Let The Mountain Come To You has a very Beatles-meet-Bob Dylan kind of a vibe, the psychedelic atmosphere is accompanied by a very folky vocal and the guitar plays a phenomenal role in keeping you hooked; Pretty Lights is a little less energetic, but it still has substance with its airy feel and the synths are intriguing. The laid back sound continues with The Garden, it doesn’t seem to climax vocally but instrumentally your ears are glue once again; Unconditional Love is nice due to it being subtle yet heart warming concept, whereas the edgier Don’t Shoot The Messenger is more vocally out there with a bass line that is as equally in the lead as the acoustic guitar, the poetry in each lyric on this album is commendable.
The pace is picked back up with Last Dream, the constant ra-ta-ta of the drums carries the track effortlessly with the vocals being warm once again; Kepler 62 is a decent track to slowly nod your head to, the overall ambience the track delivers is bright and poetic. The acoustic guitar comes back to introduce and subtly carry A Farewell To Arms, a track that has fallen in love with synths, guitars and an easy beat to bring us some ear candy; the introduction to Midnight Conqueror sounds like something taken direct from a dream/space sequence, the vocals are phenomenally delivered. Lastly, El Dorado is brought to life with its dragging synths and lazy bass line, the overall atmosphere of the track shows a depth we were yet to have heard from the album.

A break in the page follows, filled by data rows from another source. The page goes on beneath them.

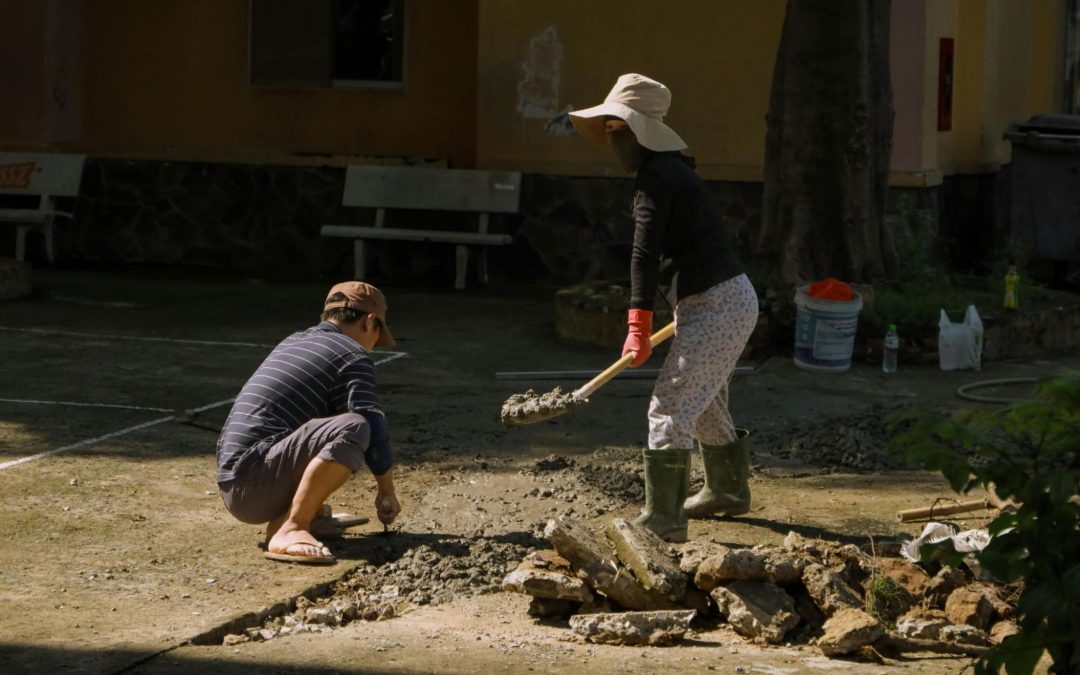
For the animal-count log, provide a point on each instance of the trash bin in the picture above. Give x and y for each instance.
(1044, 194)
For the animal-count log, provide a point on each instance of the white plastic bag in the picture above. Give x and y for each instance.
(960, 345)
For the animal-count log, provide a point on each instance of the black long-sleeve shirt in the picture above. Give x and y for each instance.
(677, 235)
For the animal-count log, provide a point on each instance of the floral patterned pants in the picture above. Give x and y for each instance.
(690, 397)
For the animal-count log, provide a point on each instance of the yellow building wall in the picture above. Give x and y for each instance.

There is no doubting the songwriting or producing abilities that lies within the creative brain of Sam Cohen, and it’s no wonder why many flock to work with him, his debut solo album Cool It oozes his oomph and seems to have its own personality; as described it delivers tracks that are warm, ambient, edgy and poetic. Listening to the album you can tell that every detail, every little sound, has its own purpose and has been carefully placed to make each track whole; the entire album is Sam Cohen’s baby, and within its veins flows his unique sound. We have already heard what Sam Cohen can do with a guitar and a pen over the years, but it will be interesting to see where else his solo career will go: Cool It was a great introduction.